Ao longo do programa, os participantes frequentaram 25 horas de formação presencial, distribuídas por cinco módulos temáticos, onde foram debatidas questões relacionadas com a cultura e a história de Portugal, a construção da identidade, a memória familiar, as comunidades portuguesas espalhadas pelo mundo e o contributo da diáspora para a afirmação internacional do país.

A componente formativa foi complementada pelo concurso “Retratos de Portugal”, que desafiou os estudantes a traduzirem, através da fotografia, a sua visão sobre Portugal e a experiência da diáspora. Cada participante apresentou um portefólio constituído por, pelo menos, três fotografias, acompanhado por uma reflexão escrita que justificava a escolha das imagens e a respetiva ligação aos temas abordados durante a formação.
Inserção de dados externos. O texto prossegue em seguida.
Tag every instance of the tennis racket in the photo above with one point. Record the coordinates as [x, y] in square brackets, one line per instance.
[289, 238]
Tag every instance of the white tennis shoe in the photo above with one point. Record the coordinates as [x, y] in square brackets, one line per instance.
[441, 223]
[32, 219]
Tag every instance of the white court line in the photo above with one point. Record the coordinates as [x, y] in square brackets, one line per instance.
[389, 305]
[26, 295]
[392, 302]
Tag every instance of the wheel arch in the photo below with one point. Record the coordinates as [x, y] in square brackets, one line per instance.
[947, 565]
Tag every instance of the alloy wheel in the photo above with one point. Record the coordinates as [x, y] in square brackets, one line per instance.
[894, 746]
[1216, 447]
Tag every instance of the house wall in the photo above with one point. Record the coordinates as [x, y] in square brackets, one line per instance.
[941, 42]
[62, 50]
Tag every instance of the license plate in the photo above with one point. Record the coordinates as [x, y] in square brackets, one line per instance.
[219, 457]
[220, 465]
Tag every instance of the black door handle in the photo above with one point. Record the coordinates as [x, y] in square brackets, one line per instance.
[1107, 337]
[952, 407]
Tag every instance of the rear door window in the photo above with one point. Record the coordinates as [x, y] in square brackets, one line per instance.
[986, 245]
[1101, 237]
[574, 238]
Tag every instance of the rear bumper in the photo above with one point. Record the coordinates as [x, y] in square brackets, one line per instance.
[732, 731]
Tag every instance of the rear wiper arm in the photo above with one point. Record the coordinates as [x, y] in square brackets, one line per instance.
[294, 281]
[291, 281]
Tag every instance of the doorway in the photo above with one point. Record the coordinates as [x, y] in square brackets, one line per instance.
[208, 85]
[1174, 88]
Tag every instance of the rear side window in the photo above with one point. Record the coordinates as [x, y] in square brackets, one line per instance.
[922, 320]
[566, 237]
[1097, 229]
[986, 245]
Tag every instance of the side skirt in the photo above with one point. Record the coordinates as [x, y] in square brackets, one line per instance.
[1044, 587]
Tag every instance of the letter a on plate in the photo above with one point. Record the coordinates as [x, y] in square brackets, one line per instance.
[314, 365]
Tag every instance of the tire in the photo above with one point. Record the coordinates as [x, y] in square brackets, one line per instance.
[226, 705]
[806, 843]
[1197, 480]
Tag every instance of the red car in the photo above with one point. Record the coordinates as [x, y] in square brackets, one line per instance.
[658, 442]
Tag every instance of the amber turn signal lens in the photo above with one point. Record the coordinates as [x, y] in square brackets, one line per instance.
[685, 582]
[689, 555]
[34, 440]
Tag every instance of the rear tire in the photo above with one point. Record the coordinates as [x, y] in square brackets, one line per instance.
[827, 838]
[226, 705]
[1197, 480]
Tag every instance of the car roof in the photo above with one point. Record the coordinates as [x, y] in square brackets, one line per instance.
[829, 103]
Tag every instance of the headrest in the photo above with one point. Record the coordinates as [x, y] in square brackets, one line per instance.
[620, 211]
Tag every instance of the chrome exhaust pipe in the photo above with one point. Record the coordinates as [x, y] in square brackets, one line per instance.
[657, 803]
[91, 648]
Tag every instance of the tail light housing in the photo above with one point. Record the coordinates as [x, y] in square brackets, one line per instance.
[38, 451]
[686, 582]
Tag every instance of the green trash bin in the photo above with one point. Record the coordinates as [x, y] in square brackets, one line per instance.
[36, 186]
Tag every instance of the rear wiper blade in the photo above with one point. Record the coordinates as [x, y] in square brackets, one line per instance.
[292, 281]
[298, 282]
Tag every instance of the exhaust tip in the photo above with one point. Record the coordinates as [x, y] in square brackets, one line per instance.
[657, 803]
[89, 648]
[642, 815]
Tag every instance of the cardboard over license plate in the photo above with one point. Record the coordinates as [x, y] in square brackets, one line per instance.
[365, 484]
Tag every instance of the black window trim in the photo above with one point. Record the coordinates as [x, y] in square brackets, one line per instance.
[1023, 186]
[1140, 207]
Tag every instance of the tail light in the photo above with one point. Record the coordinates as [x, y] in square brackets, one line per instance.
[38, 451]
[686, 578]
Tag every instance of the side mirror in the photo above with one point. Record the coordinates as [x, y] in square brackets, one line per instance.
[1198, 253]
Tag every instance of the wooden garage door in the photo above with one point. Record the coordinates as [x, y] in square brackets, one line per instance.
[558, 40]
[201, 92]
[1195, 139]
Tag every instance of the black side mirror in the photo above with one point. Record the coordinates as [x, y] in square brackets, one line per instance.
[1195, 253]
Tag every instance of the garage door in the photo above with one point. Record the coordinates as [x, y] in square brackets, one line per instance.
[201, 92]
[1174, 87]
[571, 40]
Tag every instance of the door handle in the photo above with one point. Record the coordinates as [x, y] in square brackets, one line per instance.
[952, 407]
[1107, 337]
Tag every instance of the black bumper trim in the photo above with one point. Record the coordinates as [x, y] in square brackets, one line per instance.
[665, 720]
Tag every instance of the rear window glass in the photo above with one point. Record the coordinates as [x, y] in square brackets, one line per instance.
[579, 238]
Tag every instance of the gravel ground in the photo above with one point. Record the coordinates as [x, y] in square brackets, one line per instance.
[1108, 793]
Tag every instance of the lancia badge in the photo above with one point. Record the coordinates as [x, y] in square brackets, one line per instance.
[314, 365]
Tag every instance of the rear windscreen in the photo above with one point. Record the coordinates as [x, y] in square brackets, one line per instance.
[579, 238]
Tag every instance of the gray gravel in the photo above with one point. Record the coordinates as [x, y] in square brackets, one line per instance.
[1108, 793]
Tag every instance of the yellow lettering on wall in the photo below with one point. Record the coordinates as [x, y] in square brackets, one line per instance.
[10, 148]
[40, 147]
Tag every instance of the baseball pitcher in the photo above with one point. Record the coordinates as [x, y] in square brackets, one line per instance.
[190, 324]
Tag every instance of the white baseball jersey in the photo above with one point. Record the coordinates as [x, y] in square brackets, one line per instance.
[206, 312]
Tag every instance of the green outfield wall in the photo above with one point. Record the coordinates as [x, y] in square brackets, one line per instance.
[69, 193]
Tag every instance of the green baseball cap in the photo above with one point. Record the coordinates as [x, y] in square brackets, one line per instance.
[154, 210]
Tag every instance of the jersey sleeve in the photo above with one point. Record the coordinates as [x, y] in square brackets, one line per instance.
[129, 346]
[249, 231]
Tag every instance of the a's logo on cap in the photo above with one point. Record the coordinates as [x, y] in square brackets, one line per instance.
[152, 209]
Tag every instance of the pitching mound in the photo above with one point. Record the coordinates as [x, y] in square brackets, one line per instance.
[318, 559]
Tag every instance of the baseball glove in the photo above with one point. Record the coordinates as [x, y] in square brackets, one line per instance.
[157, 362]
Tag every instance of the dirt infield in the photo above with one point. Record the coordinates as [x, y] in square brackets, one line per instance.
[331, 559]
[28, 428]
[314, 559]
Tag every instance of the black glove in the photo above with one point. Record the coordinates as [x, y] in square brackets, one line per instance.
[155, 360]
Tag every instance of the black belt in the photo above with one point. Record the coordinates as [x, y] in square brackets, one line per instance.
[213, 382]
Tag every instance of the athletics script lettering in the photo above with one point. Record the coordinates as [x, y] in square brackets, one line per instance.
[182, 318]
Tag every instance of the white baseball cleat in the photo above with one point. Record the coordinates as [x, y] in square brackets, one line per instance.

A avaliação dos trabalhos incidiu sobre critérios como a pertinência temática, a qualidade técnica e artística das fotografias, a criatividade, a capacidade de reflexão crítica e a apresentação oral realizada pelos concorrentes.

O regulamento prevê a atribuição de prémios aos melhores projetos e a possibilidade de integração das obras selecionadas numa exposição permanente na Biblioteca da Universidade da Beira Interior.

Promovido em parceria pela Fundação António Pargana e pela UBI, o programa procurou criar um espaço de aprendizagem, partilha e valorização das experiências das novas gerações lusodescendentes, incentivando o conhecimento das suas origens e o fortalecimento dos laços com Portugal através da educação, da cultura e da expressão artística.

Com o encerramento de mais uma edição, a iniciativa reafirma a aposta na formação de jovens ligados à diáspora portuguesa, reconhecendo o seu papel na preservação da identidade nacional e na construção de uma visão contemporânea da lusofonia, assente no diálogo cultural, territorial e geracional.